Di-Meh : “Je suis très très très fier. Plus les semaines passent, plus le mouv’ grossit en fait, c’est ça qui est cool. Plus les gens se rendent compte et réalisent – même nos parents. On est super fiers parce que ça ne se passait pas aussi bien avant. Il y a une porte qui s’est ouverte, on est fiers de ça aussi, d’amener la Suisse le plus loin possible.”
La clique
La scène
“Di-Meh : Quand on est sur scène, il y a une sorte de connexion qui fait que même si on a les yeux fermés, on peut ressentir la vibe comme l’autre. L’affinité qu’on a sur scène, c’est vraiment lourd. C’est d’autant plus cool que c’est pas des trucs qu’on travaille souvent, c’est du ressenti à 200 %. Makala : c’est vraiment une évolution, on comprend des trucs. Et Pink Flamingo, il fait des apparitions furtives entre nous trois.”
Une philosophie
SuperWak, c’est aussi une philosophie à laquelle ils croient “dur comme fer”, au point que Slimka ait tatoué le nom de sa clique sur son torse comme une preuve de dévotion ultime. Si on devait la résumer, elle tiendrait à cette injonction : être soi-même dans tout ce que cela implique. Ainsi “Wak” en anglais, c’est l’équivalent de “bizarre”, “affreux”, “paumé”, des adjectifs pas très mélioratifs, cependant tout l’esprit réside dans l’idée d’assumer. Et puis surtout, il y a “super” qu’il ne faut pas oublier. Ils l’expliquent mieux que nous :
Makala : “N’oubliez pas ‘super’, c’est très important. Car c’est le mélange des deux qui crée une force incroyable. Je tiens à le dire, c’est ça qui est important. Ce sont ces deux énergies qui se mélangent en fait. Ce qui peut paraître “wak” est super. “Super”, c’est positif, on se tire vers le haut. C’est ce mélange qui est important et qu’il faut s’assumer. Tu peux aussi être “wak” mais faut juste assumer, faut pas s’en cacher, apprendre à accepter le regard des gens. S’accepter soi-même, ses défauts, ses faiblesses, ses échecs pour transformer ces énergies en super énergie.”

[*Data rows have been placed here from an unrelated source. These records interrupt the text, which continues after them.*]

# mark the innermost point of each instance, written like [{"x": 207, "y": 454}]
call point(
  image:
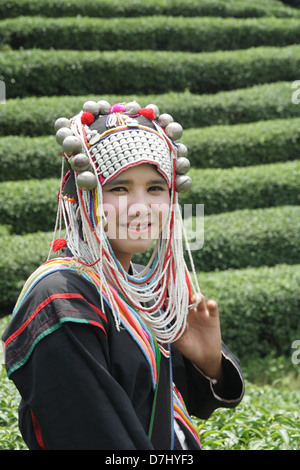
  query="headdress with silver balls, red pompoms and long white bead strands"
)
[{"x": 99, "y": 143}]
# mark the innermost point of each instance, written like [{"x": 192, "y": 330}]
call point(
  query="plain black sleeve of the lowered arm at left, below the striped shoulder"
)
[{"x": 76, "y": 402}]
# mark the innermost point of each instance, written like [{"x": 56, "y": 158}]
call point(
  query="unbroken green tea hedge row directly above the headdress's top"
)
[{"x": 40, "y": 72}]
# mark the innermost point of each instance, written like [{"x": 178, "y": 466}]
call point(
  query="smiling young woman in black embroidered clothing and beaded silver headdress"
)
[{"x": 105, "y": 353}]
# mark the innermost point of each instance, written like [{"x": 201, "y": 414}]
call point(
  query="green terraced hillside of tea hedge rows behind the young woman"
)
[{"x": 227, "y": 71}]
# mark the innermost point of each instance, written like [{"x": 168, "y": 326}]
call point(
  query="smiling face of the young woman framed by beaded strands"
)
[{"x": 136, "y": 204}]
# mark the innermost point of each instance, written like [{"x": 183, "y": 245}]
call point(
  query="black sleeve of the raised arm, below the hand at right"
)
[{"x": 201, "y": 395}]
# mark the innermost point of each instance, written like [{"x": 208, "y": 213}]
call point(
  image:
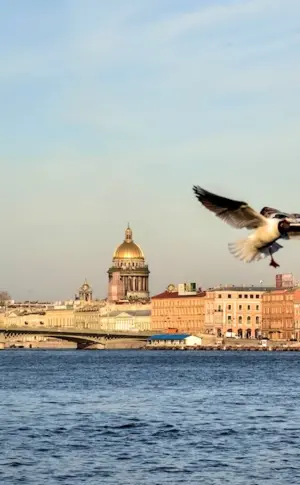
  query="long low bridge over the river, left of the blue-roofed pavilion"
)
[{"x": 83, "y": 337}]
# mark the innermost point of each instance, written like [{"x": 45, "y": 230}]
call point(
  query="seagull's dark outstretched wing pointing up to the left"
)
[{"x": 234, "y": 212}]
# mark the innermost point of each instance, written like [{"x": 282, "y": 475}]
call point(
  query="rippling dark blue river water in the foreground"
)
[{"x": 149, "y": 418}]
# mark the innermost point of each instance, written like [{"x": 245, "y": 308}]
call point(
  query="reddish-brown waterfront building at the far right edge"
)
[{"x": 280, "y": 314}]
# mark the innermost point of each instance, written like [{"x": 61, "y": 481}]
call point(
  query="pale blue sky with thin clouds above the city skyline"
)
[{"x": 112, "y": 111}]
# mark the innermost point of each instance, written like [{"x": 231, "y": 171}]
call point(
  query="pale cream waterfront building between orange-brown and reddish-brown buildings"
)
[{"x": 235, "y": 310}]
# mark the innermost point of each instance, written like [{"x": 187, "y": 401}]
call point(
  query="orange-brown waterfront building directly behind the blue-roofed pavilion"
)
[{"x": 178, "y": 309}]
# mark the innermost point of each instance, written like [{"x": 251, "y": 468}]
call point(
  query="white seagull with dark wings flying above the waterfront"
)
[{"x": 269, "y": 225}]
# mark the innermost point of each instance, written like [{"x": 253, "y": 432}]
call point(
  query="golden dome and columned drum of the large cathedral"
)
[{"x": 128, "y": 275}]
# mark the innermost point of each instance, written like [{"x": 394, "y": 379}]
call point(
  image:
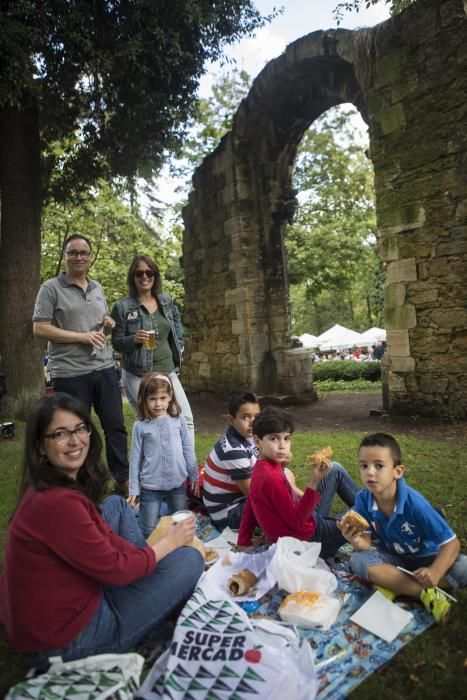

Di-Meh : “Le skate m’a grave aidé par rapport à mon rap. La vision que j’ai du skate, c’est la même que celle que j’ai du rap. Je vois des rapprochements entre les deux. Par exemple, quand j’essaye un tricks, cela peut me prendre plusieurs essais comme quand j’écris un texte en plusieurs essais. Parfois, tu le fais one shot le tricks, comme des fois tu plaques ton texte one shot. Même cet esprit de voyager pour faire des connexions avec la musique. C’est le skate qui m’a donné cette vision.”
Une esthétique
Une idée d’identité forte qui s’applique aussi à leurs visuels. Tout d’abord leur style vestimentaire, force est de constater que la mode, qu’ils inventent ou réinventent, volontairement ou malgré eux, tient une place importante dans l’image qu’ils véhiculent :
“Di-Meh : C’est grave important visuellement.”
Slimka :” Mais quand on s’habille, on ne se dit pas qu’on va se différencier. On veut juste un autre look. Parfois, il faut oser. Tu ne te mens pas, tu sais que c’est ça que tu kiffes. Tu ne vas pas porter ça car les gens le font. On n’est pas dans les bails de moutons.”